Most computational models rely on labelled data for training, but labelled data is not always easily available for given subjects. Additionally, it requires human oversight, time and cost involvement to label data. On the contrary, unlabelled data is available in plenty yet and is deemed useless. Carnegie Mellon University has constantly worked to generate such unlabelled data and prove that unlabelled data boosts learning accuracy for various problems. In their most recent research, CMU has explored how we can “tap into rich information in unlabelled data and leverage them to assess a model’s performance without labels”.
In machine learning, the generalisation performance of a learning algorithm is the performance on out-of-sample data of the models learned by the algorithm. It assesses a model’s ability to process new data and generate accurate predictions after training on a training set. Traditionally, generalisation performance is measured by a supervised method of dividing labelled data into training sets, collections of examples to train the network on, validation set, fine-tune hyperparameters, and test sets, to evaluate the performance. The research demonstrates a simple procedure that can accurately estimate the generalisation error with only unlabelled data.
Stochastic Gradient Descent
The method leverages SGD; a popular neural network optimisation algorithm, which is a technique that computes the error and updates the model for each example in the training dataset. The model is updated for each training example, and thus different runs of SGD find different solutions. If the results are not perfect, they will disagree with each other on some of the unseen data. CMU states this disagreement can be used to estimate generalisation error without labels.
Sign up for your weekly dose of what's up in emerging technology.
The paper suggests running SGD on a given model. The hyperparameters on the training data should be the same, but the random seeds are different – this will get two different solutions. They should be measured to test how often the networks’ predictions disagree on a new unlabelled test dataset.
The team’s research estimated the test error with unlabelled data. They found the disagreement rate to be approximately equal to the average test error over the two models. This builds on and is a stronger version of Nakkiran and Bansal’s (2020) observation that noted the disagreement rate on the test data to be nearly equal to the average test error. The 2020 research also concluded the requirement of the second run to be on an altogether fresh training set. Thus, the team said, “our observation generalises prior work by showing that the same phenomenon holds for small changes in hyperparameters and, more importantly, the same dataset, which makes the procedure relevant for practical applications.” Furthermore, the team’s disagreement rate is a meaningful estimator of test accuracy given the calculation required only a new unlabelled dataset, not a new labelled dataset, like in N&B’20.
The team’s mathematical formula shows the triangle inequality as 0 ≤ E [ h ( x ) ≠ h ′ ( x ) ] ≤ E [ h ( x ) ≠ y ] + E [ h ′ ( x ) ≠ y ] . Here, h ( x ) is a prediction of classifier and y is the true label. “By the triangle inequality, the disagreement rate can be anywhere between 0 and 2 times the test error”, the paper notes.
The final parameters found by SGD depended on a few random variables, including random initialisation, random ordering of a fixed training dataset and random sampling of the dataset.

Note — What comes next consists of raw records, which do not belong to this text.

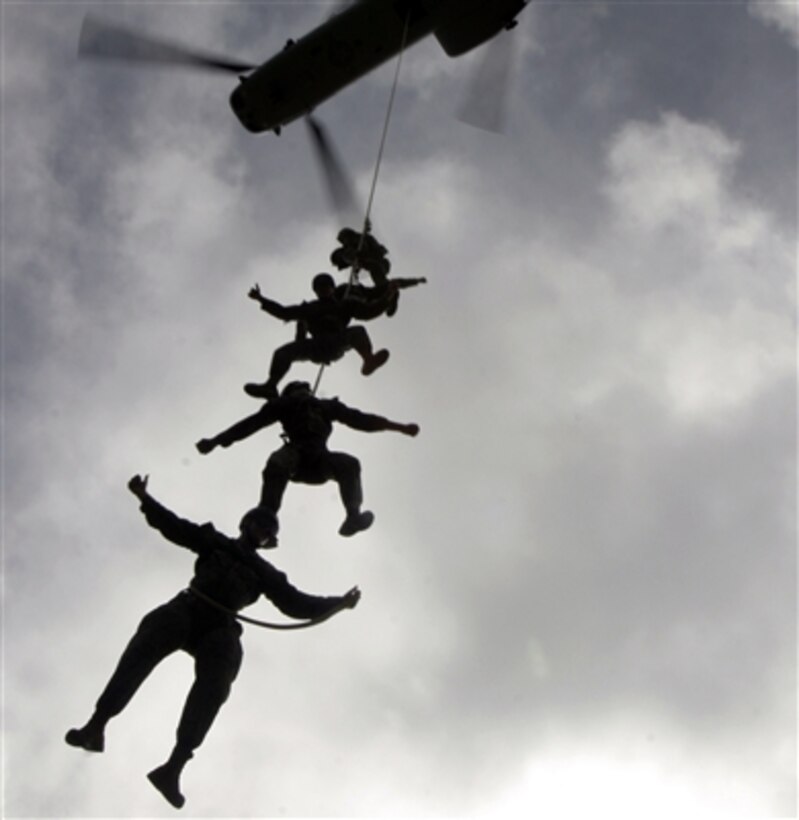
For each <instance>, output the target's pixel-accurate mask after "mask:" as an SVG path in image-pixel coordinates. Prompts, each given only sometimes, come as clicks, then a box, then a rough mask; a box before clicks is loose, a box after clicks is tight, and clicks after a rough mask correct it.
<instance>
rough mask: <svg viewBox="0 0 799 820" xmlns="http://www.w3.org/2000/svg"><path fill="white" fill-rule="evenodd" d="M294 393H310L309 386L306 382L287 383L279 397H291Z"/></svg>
mask: <svg viewBox="0 0 799 820" xmlns="http://www.w3.org/2000/svg"><path fill="white" fill-rule="evenodd" d="M296 393H308V394H310V393H311V385H310V384H309V383H308V382H289V383H288V384H287V385H286V386H285V387H284V388H283V390H282V391H281V393H280V395H281V396H292V395H295V394H296Z"/></svg>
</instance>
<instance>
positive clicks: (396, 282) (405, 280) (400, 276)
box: [389, 276, 427, 290]
mask: <svg viewBox="0 0 799 820" xmlns="http://www.w3.org/2000/svg"><path fill="white" fill-rule="evenodd" d="M389 281H390V282H393V283H394V284H395V285H396V287H397V290H405V288H413V287H416V285H426V284H427V279H426V278H425V277H424V276H419V277H417V278H412V277H408V276H406V277H401V276H400V277H396V278H393V277H392V278H391V279H390V280H389Z"/></svg>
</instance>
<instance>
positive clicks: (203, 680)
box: [147, 628, 242, 808]
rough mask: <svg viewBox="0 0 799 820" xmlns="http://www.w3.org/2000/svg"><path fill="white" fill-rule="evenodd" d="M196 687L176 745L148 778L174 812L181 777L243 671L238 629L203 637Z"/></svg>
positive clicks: (195, 659)
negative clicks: (241, 659) (185, 765)
mask: <svg viewBox="0 0 799 820" xmlns="http://www.w3.org/2000/svg"><path fill="white" fill-rule="evenodd" d="M193 654H194V658H195V662H194V684H193V685H192V687H191V690H190V691H189V694H188V697H187V698H186V704H185V706H184V707H183V714H182V715H181V717H180V722H179V724H178V729H177V741H176V743H175V747H174V749H173V750H172V754H171V755H170V756H169V759H168V760H167V761H166V763H164V764H162V765H161V766H159V767H158V768H156V769H153V770H152V771H151V772H150V773H149V774H148V775H147V777H148V778H149V780H150V782H151V783H152V784H153V785H154V786H155V787H156V789H158V791H160V792H161V794H163V795H164V797H165V798H166V799H167V800H168V801H169V803H171V804H172V805H173V806H175V808H180V807H181V806H182V805H183V804H184V802H185V798H184V797H183V794H182V793H181V791H180V775H181V773H182V771H183V767H184V766H185V765H186V763H188V761H189V760H190V759H191V758H192V756H193V753H194V750H195V749H196V748H197V747H198V746H199V745H200V744H201V743H202V742H203V740H204V739H205V736H206V734H207V733H208V730H209V729H210V728H211V725H212V724H213V722H214V719H215V718H216V716H217V714H218V713H219V710H220V709H221V708H222V704H223V703H224V702H225V701H226V700H227V698H228V695H229V694H230V689H231V686H232V685H233V681H234V680H235V679H236V676H237V675H238V672H239V669H240V668H241V659H242V650H241V641H240V640H239V632H238V630H237V629H236V628H226V629H217V630H214V631H213V632H210V633H208V634H207V635H206V636H204V637H203V638H202V639H201V640H200V642H199V644H198V646H197V647H196V648H195V650H194V652H193Z"/></svg>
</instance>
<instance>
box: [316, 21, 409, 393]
mask: <svg viewBox="0 0 799 820" xmlns="http://www.w3.org/2000/svg"><path fill="white" fill-rule="evenodd" d="M410 22H411V13H410V11H408V13H407V14H406V15H405V25H404V27H403V29H402V39H401V41H400V50H399V55H398V56H397V66H396V68H395V69H394V81H393V83H392V84H391V93H390V94H389V97H388V106H387V108H386V116H385V118H384V120H383V133H382V135H381V137H380V146H379V148H378V151H377V160H376V162H375V170H374V173H373V174H372V186H371V188H370V190H369V199H368V200H367V203H366V213H365V214H364V218H363V230H362V231H361V238H360V239H359V240H358V250H357V251H356V259H355V264H354V265H353V266H352V269H351V270H350V278H349V281H348V282H347V290H346V291H345V298H346V296H348V295H349V292H350V288H352V286H353V285H355V284H357V282H358V271H359V267H358V258H357V257H358V254H360V252H361V251H362V250H363V244H364V241H365V240H366V233H367V230H368V229H369V218H370V216H371V214H372V206H373V205H374V200H375V192H376V191H377V178H378V176H379V175H380V166H381V165H382V164H383V153H384V151H385V147H386V138H387V137H388V126H389V123H390V122H391V115H392V113H393V111H394V98H395V97H396V95H397V86H398V85H399V74H400V68H401V67H402V57H403V55H404V54H405V46H406V44H407V42H408V28H409V26H410ZM324 371H325V365H324V364H320V365H319V372H318V373H317V374H316V381H315V382H314V386H313V391H312V395H314V396H315V395H316V391H317V390H318V388H319V383H320V382H321V381H322V374H323V373H324Z"/></svg>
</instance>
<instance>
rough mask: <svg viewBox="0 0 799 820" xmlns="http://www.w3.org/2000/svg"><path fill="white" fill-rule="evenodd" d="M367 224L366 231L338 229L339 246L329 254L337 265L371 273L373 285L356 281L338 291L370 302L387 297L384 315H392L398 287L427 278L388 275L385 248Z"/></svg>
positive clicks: (397, 293)
mask: <svg viewBox="0 0 799 820" xmlns="http://www.w3.org/2000/svg"><path fill="white" fill-rule="evenodd" d="M369 231H370V228H369V227H367V230H366V232H365V233H362V234H361V233H358V232H357V231H355V230H353V229H352V228H342V229H341V230H340V231H339V233H338V237H337V239H338V241H339V243H340V245H339V247H338V248H336V249H335V250H334V251H333V253H331V254H330V261H331V262H332V263H333V264H334V265H335V266H336V267H337V268H338V269H339V270H345V269H346V268H353V269H354V270H356V271H361V270H365V271H368V272H369V275H370V276H371V277H372V282H373V283H374V285H375V286H374V287H371V288H370V287H366V286H365V285H361V284H359V283H357V282H354V283H352V284H347V285H339V286H338V287H337V288H336V293H337V294H346V295H348V296H350V297H353V298H358V299H362V300H364V301H366V302H371V301H374V300H376V299H387V300H388V304H387V306H386V309H385V313H386V316H393V315H394V314H395V313H396V312H397V305H398V303H399V291H400V290H404V289H406V288H411V287H414V286H416V285H423V284H424V283H425V282H427V279H425V278H424V277H419V278H397V277H393V278H391V279H389V277H388V274H389V271H390V270H391V262H390V260H389V258H388V250H387V249H386V247H385V246H384V245H381V244H380V243H379V242H378V241H377V240H376V239H375V238H374V236H372V234H371V233H370V232H369Z"/></svg>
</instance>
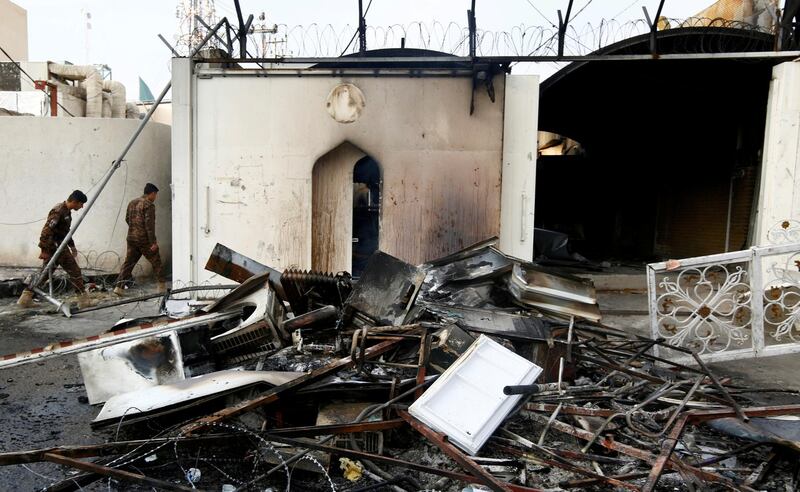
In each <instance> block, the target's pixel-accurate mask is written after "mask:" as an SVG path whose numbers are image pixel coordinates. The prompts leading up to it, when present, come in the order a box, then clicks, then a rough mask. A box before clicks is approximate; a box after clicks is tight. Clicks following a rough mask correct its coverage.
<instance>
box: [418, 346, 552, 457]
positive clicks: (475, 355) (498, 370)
mask: <svg viewBox="0 0 800 492" xmlns="http://www.w3.org/2000/svg"><path fill="white" fill-rule="evenodd" d="M541 373H542V368H541V367H539V366H537V365H536V364H534V363H532V362H530V361H529V360H527V359H524V358H523V357H520V356H519V355H517V354H515V353H514V352H512V351H511V350H508V349H507V348H505V347H503V346H502V345H500V344H499V343H497V342H495V341H493V340H492V339H491V338H489V337H487V336H486V335H481V336H480V337H479V338H478V339H477V340H475V342H473V344H472V345H471V346H470V348H469V349H467V351H466V352H464V354H463V355H462V356H461V357H459V358H458V360H456V361H455V362H454V363H453V365H451V366H450V367H449V368H448V369H447V370H446V371H445V372H444V373H443V374H442V375H441V376H439V379H437V380H436V382H434V383H433V384H432V385H431V387H430V388H429V389H428V390H427V391H425V393H423V394H422V396H421V397H420V398H419V399H418V400H417V401H415V402H414V404H413V405H411V407H409V409H408V411H409V413H410V414H411V415H413V416H414V417H416V418H417V419H419V420H420V421H422V422H423V423H424V424H426V425H428V426H429V427H431V428H433V429H434V430H436V431H438V432H441V433H443V434H445V435H447V437H448V438H449V440H450V441H451V442H453V443H454V444H456V445H457V446H458V447H460V448H461V449H463V450H465V451H467V452H468V453H470V454H473V455H474V454H477V453H478V451H479V450H480V448H481V447H482V446H483V445H484V444H485V443H486V441H487V440H488V439H489V437H490V436H491V435H492V433H494V431H495V430H496V429H497V427H498V426H499V425H500V424H501V423H502V422H503V420H504V419H505V418H506V416H507V415H508V414H509V412H511V410H512V408H513V407H514V405H516V404H517V402H519V400H520V398H522V396H520V395H513V396H507V395H505V394H503V388H504V387H505V386H514V385H527V384H533V383H534V382H535V381H536V378H538V377H539V375H540V374H541Z"/></svg>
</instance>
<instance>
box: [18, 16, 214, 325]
mask: <svg viewBox="0 0 800 492" xmlns="http://www.w3.org/2000/svg"><path fill="white" fill-rule="evenodd" d="M224 21H225V18H224V17H223V19H222V20H220V21H219V22H218V23H217V25H216V26H214V29H213V30H211V31H210V32H209V33H208V34H206V36H205V37H204V38H203V40H202V41H201V42H200V44H199V45H198V46H197V47H196V48H195V49H194V50H192V53H191V54H190V55H189V57H190V58H191V57H193V56H194V55H196V54H197V52H198V51H200V48H201V47H203V45H205V44H206V43H207V42H208V40H209V39H211V36H213V35H214V33H216V32H217V29H219V28H220V26H222V23H223V22H224ZM171 87H172V81H171V80H170V81H169V82H167V85H166V86H164V90H162V91H161V94H159V95H158V98H157V99H156V101H155V102H154V103H153V106H151V107H150V109H149V110H148V111H147V114H145V116H144V118H143V119H142V121H141V122H140V123H139V126H138V127H136V131H134V132H133V135H131V138H130V139H129V140H128V143H127V144H126V145H125V148H123V149H122V152H120V154H119V157H117V158H116V159H115V160H114V161H113V162H112V163H111V167H109V168H108V171H106V173H105V175H104V176H103V178H102V179H101V180H100V183H99V186H98V188H97V192H95V194H94V195H92V197H91V198H90V199H89V201H88V202H86V210H84V212H83V213H82V214H81V215H80V216H78V220H76V221H75V223H74V224H73V225H72V229H70V230H69V232H68V233H67V235H66V236H65V237H64V239H63V240H62V241H61V244H59V245H58V249H56V252H55V253H53V255H52V256H51V257H50V261H49V262H47V265H45V266H44V267H43V268H42V270H41V271H40V272H39V273H38V274H37V275H34V276H33V279H32V280H31V284H30V286H29V287H30V288H31V290H34V292H36V290H35V289H34V288H35V287H38V286H39V284H40V283H41V280H42V272H44V271H46V270H47V269H49V268H53V267H54V266H55V265H56V261H57V260H58V257H59V255H61V253H62V252H63V251H64V249H65V248H66V247H67V245H68V244H69V241H70V239H72V236H73V235H74V234H75V231H77V230H78V227H80V225H81V223H82V222H83V219H84V218H86V215H87V214H88V213H89V210H91V209H92V206H93V205H94V202H95V201H97V197H99V196H100V193H102V192H103V189H104V188H105V187H106V184H108V181H109V180H110V179H111V176H113V175H114V172H115V171H116V170H117V169H119V167H120V165H122V161H123V160H124V159H125V156H126V155H128V151H129V150H130V149H131V147H132V146H133V144H134V143H135V142H136V139H137V138H139V135H140V134H141V133H142V130H144V126H145V125H146V124H147V122H148V121H150V118H151V117H152V116H153V112H155V110H156V108H157V107H158V105H159V104H161V101H162V100H163V99H164V97H165V96H166V95H167V92H169V90H170V88H171ZM45 299H47V300H48V301H49V302H51V303H53V304H55V305H56V307H58V308H59V309H61V306H62V305H63V303H60V302H58V301H56V300H55V299H53V298H50V297H49V296H47V297H45ZM65 315H67V314H66V312H65ZM67 317H69V315H67Z"/></svg>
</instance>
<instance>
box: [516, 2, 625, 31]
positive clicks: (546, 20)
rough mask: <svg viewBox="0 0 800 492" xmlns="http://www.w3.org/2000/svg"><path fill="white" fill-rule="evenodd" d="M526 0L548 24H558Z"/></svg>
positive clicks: (534, 5) (551, 24)
mask: <svg viewBox="0 0 800 492" xmlns="http://www.w3.org/2000/svg"><path fill="white" fill-rule="evenodd" d="M525 1H526V2H528V5H530V6H531V7H533V10H535V11H536V12H538V13H539V15H540V16H542V19H544V20H546V21H547V23H548V24H550V25H551V26H553V27H556V25H555V24H553V21H551V20H550V19H548V18H547V16H546V15H544V14H543V13H542V11H541V10H539V9H538V8H537V7H536V5H534V4H533V2H532V1H531V0H525ZM637 1H639V0H637Z"/></svg>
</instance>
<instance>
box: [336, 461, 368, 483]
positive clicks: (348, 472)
mask: <svg viewBox="0 0 800 492" xmlns="http://www.w3.org/2000/svg"><path fill="white" fill-rule="evenodd" d="M339 468H341V470H342V475H343V476H344V478H346V479H347V480H350V481H351V482H357V481H359V480H360V479H361V475H363V474H364V467H363V466H362V465H361V463H359V462H357V461H352V460H350V459H348V458H339Z"/></svg>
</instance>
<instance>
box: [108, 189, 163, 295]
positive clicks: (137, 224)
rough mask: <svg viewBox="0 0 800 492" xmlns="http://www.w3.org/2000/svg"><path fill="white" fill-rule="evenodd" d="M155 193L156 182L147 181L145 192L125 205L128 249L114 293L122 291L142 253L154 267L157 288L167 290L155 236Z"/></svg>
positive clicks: (125, 219)
mask: <svg viewBox="0 0 800 492" xmlns="http://www.w3.org/2000/svg"><path fill="white" fill-rule="evenodd" d="M157 195H158V188H156V185H154V184H152V183H147V184H146V185H145V187H144V194H143V195H142V196H140V197H139V198H136V199H134V200H132V201H131V202H130V203H129V204H128V211H127V213H126V214H125V222H127V223H128V237H127V242H128V251H127V253H126V255H125V263H123V264H122V268H121V269H120V272H119V276H118V277H117V285H116V287H115V288H114V293H115V294H117V295H118V296H121V295H124V294H125V290H124V288H125V286H126V284H128V283H129V282H130V280H131V277H132V273H133V267H134V266H136V262H138V261H139V258H141V257H142V256H144V257H145V258H147V261H149V262H150V264H151V265H152V266H153V273H154V274H155V277H156V280H158V291H159V292H164V291H165V290H166V285H165V283H164V272H163V270H162V268H161V256H160V254H159V251H158V240H157V239H156V206H155V201H156V197H157Z"/></svg>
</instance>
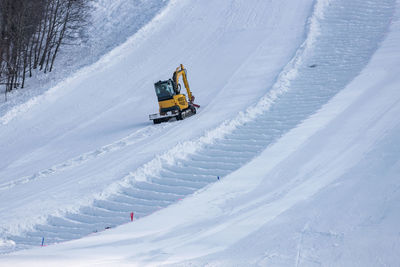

Understanding which randomness is responsible for specific properties is integral to understanding the phenomenon occurring. For the research, this was enabled by observing the change in the behaviour of disagreement when different randomness sources are isolated. Furthermore, fixing one variable while changing another allowed the team to examine the effects of different initialisations.
The disagreement was consistently close to the test error through various randomnesses. Furthermore, this method used only one set of training data on two copies of the model and empirically observed the phenomenon across different model architectures and image recognition benchmarks.
While the research explains the observation, the question of how and why a single pair of models is sufficient still stands. The proposed method can be leveraged to estimate the generalisation error of black-box deep neural networks with only unlabelled data. But they also note practically a single pair of models is sufficient for accurately estimating the generalisation error. However, this research broadens the horizons of leveraging unlabelled data to estimate the generalisation error.